Alverine citrate fails to relieve the symptoms of irritable bowel syndrome: results of a double-blind, randomized, placebo-controlled trial.
Mitchell SA., Mee AS., Smith GD., Palmer KR., Chapman RW.
BACKGROUND: Alverine citrate has been used in the treatment of irritable bowel syndrome for many years. AIMS: To compare the efficacy and safety of a new formulation of alverine citrate, a 120-mg capsule, with placebo given three times daily for 12 weeks. METHODS: One hundred and seven patients with irritable bowel syndrome were entered into this three-centre, double-blind, randomized, placebo-controlled, parallel group trial. The primary end-point was relief of abdominal pain indicated by improvement in the scores for severity and frequency. Secondary efficacy variables included scores for other clinical symptoms and for overall well-being.

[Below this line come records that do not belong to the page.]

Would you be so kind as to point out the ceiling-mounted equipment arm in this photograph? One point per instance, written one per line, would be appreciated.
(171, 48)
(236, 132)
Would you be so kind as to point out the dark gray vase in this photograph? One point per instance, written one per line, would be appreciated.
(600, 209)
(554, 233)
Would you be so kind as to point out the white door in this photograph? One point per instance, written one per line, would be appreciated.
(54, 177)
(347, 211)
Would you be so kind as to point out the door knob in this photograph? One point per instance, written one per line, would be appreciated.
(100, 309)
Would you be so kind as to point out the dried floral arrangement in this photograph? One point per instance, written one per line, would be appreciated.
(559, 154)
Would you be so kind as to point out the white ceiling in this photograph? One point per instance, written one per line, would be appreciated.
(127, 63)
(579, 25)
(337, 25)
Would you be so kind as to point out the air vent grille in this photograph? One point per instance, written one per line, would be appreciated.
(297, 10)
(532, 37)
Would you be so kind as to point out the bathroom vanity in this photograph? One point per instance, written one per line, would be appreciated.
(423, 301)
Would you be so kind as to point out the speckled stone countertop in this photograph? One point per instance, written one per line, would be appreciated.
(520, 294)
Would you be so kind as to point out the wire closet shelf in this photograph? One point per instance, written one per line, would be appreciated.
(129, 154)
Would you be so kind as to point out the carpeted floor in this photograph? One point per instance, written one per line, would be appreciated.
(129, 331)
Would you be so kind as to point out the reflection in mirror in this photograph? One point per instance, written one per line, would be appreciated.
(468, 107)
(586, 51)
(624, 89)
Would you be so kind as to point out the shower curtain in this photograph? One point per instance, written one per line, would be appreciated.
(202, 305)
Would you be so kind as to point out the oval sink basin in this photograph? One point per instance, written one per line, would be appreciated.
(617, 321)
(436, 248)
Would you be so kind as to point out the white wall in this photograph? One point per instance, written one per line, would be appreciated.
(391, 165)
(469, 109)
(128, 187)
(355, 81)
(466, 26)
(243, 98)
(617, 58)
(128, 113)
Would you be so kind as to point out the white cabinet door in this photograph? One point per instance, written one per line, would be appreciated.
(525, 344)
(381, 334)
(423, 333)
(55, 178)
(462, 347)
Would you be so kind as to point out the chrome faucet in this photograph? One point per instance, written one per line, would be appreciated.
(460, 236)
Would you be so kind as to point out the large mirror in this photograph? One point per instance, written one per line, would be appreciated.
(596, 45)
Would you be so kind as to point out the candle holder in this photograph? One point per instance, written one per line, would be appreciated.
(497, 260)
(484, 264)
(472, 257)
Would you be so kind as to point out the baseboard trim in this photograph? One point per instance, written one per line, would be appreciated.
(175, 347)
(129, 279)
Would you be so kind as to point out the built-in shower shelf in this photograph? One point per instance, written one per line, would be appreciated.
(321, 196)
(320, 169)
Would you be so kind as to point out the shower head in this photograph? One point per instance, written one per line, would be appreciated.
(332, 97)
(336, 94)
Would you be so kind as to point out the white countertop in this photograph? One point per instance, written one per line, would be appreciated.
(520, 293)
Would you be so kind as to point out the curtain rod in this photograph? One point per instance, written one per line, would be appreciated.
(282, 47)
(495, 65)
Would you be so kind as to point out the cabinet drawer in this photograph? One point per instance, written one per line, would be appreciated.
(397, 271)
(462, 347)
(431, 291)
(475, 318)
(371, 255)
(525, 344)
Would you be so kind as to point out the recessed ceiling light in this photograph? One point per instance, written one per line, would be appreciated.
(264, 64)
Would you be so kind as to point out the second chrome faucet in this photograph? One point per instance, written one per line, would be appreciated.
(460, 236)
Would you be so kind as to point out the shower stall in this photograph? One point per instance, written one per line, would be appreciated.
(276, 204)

RESULTS: The severity and frequency of abdominal pain improved in 66% and 68% of patients treated with alverine citrate vs. 58% and 69% of the placebo group, but these differences were not significant. The mean percentage reduction in the scores for abdominal pain from baseline to the final assessment, although greater in the alverine citrate group (43.7%) compared with the placebo group (33.3%), was not statistically significant. CONCLUSIONS: Alverine citrate is no better than placebo at relieving the symptoms of irritable bowel syndrome. Future trials should be designed to take into account the high and persistent placebo response seen in this condition.